The company also announced their ambitious ‘Blueprint Moon’ setting out a vision for ‘lunar market entry’ services. They intend to grow a data platform business that will support other private companies in accessing lunar opportunities.
It might all sound a little fanciful and far-fetched, but there’s evidence in the round of a broad consortium of interests who might just have the financial and technical muscle to kick-start a nascent off-world industry:
Space Frontier Fund was announced in June and LPs who’ve already half-funded it to the tune of $75m include Toyota & Mitsubishi - conglomerates with interest(s) in rockets, landers and vehicles for lunar surface exploration
Takasago Thermal Engineering also took part in the round and intend to test water-splitting electrolysis technology on the moon
Mitsui Sumitomo participated and are designing lunar insurance products
The UK’s Vertical Aerospace unveiled the design of the fixed-wing, four-passenger eVTOL they’ll seek to certify with EASA - the VA-1X. It has 100-miles of ‘useful range’ and cruises at 150mph. Read our Quick Take for context (via Vertical Aerospace).

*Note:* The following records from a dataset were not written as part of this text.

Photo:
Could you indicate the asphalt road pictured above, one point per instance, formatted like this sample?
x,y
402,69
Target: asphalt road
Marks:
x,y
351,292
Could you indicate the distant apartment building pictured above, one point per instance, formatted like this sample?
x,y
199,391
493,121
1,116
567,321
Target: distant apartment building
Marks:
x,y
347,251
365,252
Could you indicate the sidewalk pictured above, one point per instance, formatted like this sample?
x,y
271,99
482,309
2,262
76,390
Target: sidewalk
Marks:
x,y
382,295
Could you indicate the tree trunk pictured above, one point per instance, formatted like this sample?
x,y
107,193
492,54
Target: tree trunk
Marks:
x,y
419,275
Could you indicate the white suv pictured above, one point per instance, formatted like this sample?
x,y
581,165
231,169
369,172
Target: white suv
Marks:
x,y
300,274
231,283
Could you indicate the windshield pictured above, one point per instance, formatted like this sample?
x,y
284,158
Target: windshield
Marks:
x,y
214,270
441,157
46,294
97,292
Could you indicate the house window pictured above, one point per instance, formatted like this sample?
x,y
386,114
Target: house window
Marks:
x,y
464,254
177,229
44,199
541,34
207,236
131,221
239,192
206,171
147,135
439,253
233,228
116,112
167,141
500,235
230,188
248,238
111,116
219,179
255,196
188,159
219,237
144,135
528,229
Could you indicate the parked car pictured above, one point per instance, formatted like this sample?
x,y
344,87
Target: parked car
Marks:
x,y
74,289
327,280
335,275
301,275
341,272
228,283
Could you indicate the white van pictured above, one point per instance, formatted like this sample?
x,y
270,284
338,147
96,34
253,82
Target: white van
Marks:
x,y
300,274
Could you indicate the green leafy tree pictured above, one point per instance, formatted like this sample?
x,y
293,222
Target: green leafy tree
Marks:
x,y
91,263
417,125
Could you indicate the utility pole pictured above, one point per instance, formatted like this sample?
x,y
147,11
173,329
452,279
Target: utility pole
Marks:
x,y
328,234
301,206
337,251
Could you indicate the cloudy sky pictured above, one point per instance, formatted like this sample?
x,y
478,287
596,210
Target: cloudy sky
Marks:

eHang’s Q2 results and earnings call revealed some interesting tidbits, aside from the fundamentals: $5m revenue | $3m gross profit | $2.8m net loss | $2.5m spent on R&D. They sold 16 x 216 AAVs, all in China. More in New Aero: Quick Take III (via eHang).
Swiss explorer and SolarStratos Founder Raphaël Domjan achieved a world-first by jumping out of the solar-electric plane he intends to pilot to the stratosphere. An unmanned version of the Elektra Two aircraft built by Germany’s Elektra Solar reached an altitude of 10km in China last year (via SolarStratos).
Reaction Engines and STFC in the UK were reported to be trialling the use of ammonia as a more sustainable, low-emissions alternative to jet fuel (via New Atlas).
A range of measures to help reduce the carbon footprint of Vilnius Airport in Lithuania have been implemented. They include the installation of LED apron lighting and the introduction of hybrid-electric ground vehicles (via Aviation Benefits).
Chinese computer vision company Clobotics ($53m in funding) acquired Denmark’s Finetune Aps - specialists in AI-assisted drone inspection of wind turbine blades, associated digital twin models and ML-assisted SCADA data analytics. For more see Quick Take III (via Medium).
National Insurance in India issued what’s reported to be the first BVLOS coverage for a drone in the country, to Asteria Aerospace, for 100 hours of test flights to be conducted north of Bengaluru (via Bangalore Mirror).
More details of Matternet / UPS Flight Forward’s drone delivery project at a hospital in North Carolina were revealed. The M2 aircraft form part of an on-demand pharmacy operation and appear to only be flying a couple of FAA-approved, geo-fenced, line-of-sight routes of a few hundred yards at present (via Forbes).
Satellite/cellular communications company Kymeta Corporation announced $85m in new funding led by Bill Gates, the acquisition of Lepton Global Solutions and the Beta testing of their next-gen u8 Ku-band terminals. (via Spacewatch Global).
Rocket Lab signed a deal with Germany’s OHB Group for a dedicated Electron launch in early 2021 from the company’s Launch Complex 1 on New Zealand’s Māhia Peninsula (via Rocket Lab).
San Francisco’s Xwing flew a Cessna Grand Caravan retro-fitted to allow remote piloting, aimed at the short haul cargo feeder market (via Wired / Maggie Philbin).
Pittsburgh-based Near Earth Autonomy and Kaman Aerospace showed autonomous operation of a K-MAX helicopter with 6,000lbs payload capacity (via NEA).
China’s second largest courier company - SF Express Group - announced a successful test flight of an FH-98 ‘cargo drone’ in Inner Mongolia. Derived from 1940s Ukrainian freighter the Antonov An-2, the plane can carry 1.5 tonnes of cargo (via Xin Gou).
DARPA’s AlphaDogfight Trials concluded with a human F-16 pilot losing the final 5-0 to the Heron AI in simulated dogfights which you can watch here (via DARPA).